Church in Pembrokeshire, Wales

St David's Church, Hubberston is the parish church of Hubberston, a village on the north bank of the Milford Haven Waterway, in south Pembrokeshire, Wales. The church has 15th century (or earlier) origins, was subsequently renovated and restored, and is a Grade I listed building.

==Location==
The church is in the centre of the village of Hubberston, which is in the community of Milford Haven, the town to the east of Hubberston. To the south is the settlement of Hakin.

==Description==
The small 15th century church is built in the south Pembrokeshire style of low, stone-vaulted nave and chancel and west tower. It is constructed of rubble stone with ashlar tracery and slate roofs. The north transept has an attached porch and vestry, and the south transept has an organ chamber. In the chancel there is a tomb recess and 15th century triple elaborate sedilia (seating for the clergy). The chancel screen is triple-arched, with delicate tracery. Further internal and structural details are described in the listing.

The tower has 1930s tracery to a small west window, a stair projection to the northwest, a corbelled parapet and a pyramid recessed cap. There are bell-openings.

===Tombs and memorials===
Under the altar there are early 18th century tomb slabs to the Allen family of Gelliswick.

==History==
The church is 15th century, possibly built on an earlier structure. The font is 13th century. In the early 1800s, the population of the parish was about 1,000.

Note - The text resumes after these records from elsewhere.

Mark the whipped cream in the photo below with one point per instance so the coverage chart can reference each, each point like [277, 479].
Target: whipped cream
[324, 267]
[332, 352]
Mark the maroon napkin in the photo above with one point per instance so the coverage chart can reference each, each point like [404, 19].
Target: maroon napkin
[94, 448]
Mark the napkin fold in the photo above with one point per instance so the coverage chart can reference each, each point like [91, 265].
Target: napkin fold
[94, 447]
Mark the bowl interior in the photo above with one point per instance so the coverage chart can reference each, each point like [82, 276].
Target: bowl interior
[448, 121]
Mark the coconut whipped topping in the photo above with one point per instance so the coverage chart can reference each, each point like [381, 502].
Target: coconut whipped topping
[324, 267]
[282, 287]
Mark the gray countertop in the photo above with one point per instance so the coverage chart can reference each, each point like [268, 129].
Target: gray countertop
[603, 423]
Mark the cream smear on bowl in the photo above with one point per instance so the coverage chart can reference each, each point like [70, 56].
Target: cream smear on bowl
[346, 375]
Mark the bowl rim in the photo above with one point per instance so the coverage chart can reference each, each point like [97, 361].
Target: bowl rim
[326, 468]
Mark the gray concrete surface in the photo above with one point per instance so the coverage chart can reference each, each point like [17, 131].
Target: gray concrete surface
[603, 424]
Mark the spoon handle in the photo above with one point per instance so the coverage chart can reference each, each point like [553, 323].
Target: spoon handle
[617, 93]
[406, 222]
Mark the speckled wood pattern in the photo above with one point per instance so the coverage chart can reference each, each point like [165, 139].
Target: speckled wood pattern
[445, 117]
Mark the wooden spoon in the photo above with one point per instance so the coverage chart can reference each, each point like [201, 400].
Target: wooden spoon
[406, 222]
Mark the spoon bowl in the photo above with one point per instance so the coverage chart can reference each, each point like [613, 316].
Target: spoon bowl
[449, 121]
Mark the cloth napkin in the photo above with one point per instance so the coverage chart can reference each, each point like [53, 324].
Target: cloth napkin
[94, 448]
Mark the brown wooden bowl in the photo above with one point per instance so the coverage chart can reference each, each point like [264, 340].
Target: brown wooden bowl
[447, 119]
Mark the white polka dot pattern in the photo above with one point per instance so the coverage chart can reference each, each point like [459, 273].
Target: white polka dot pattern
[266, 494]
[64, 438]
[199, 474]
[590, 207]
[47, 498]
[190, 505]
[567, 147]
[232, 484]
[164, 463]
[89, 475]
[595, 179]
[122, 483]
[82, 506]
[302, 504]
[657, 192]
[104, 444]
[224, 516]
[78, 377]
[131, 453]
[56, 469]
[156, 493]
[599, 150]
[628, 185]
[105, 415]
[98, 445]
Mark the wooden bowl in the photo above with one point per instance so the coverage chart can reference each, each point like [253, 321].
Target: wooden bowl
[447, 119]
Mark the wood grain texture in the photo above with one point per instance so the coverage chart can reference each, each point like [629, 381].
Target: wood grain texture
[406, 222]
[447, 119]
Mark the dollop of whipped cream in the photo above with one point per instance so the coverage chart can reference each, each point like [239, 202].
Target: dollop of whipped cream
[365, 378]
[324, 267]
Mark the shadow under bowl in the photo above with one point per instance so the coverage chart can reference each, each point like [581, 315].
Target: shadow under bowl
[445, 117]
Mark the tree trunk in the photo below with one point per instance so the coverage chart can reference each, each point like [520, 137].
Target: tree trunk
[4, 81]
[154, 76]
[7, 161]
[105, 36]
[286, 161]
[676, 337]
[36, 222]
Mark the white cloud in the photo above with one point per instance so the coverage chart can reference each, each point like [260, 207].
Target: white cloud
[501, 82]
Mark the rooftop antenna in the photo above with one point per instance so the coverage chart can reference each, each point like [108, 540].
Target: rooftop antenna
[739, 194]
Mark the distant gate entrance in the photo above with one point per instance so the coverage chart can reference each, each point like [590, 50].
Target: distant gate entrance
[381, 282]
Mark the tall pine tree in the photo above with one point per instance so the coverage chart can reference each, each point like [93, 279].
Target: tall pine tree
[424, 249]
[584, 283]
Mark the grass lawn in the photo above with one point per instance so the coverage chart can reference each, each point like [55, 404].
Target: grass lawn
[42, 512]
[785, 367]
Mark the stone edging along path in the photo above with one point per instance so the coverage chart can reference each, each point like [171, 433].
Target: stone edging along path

It was repaired in 1866–7. In 1929-31 it was restored and enlarged by J B Fletcher of Cardiff, including alterations to windows and doors. Some of the stained glass is 20th century. The church was listed Grade I in 1951.

The parish is in the United Benefice of Roose, generally referred to as the Roose Local Ministry Area, in the Diocese of St Davids. It is part of the Church in Wales, which is part of the Anglican Communion.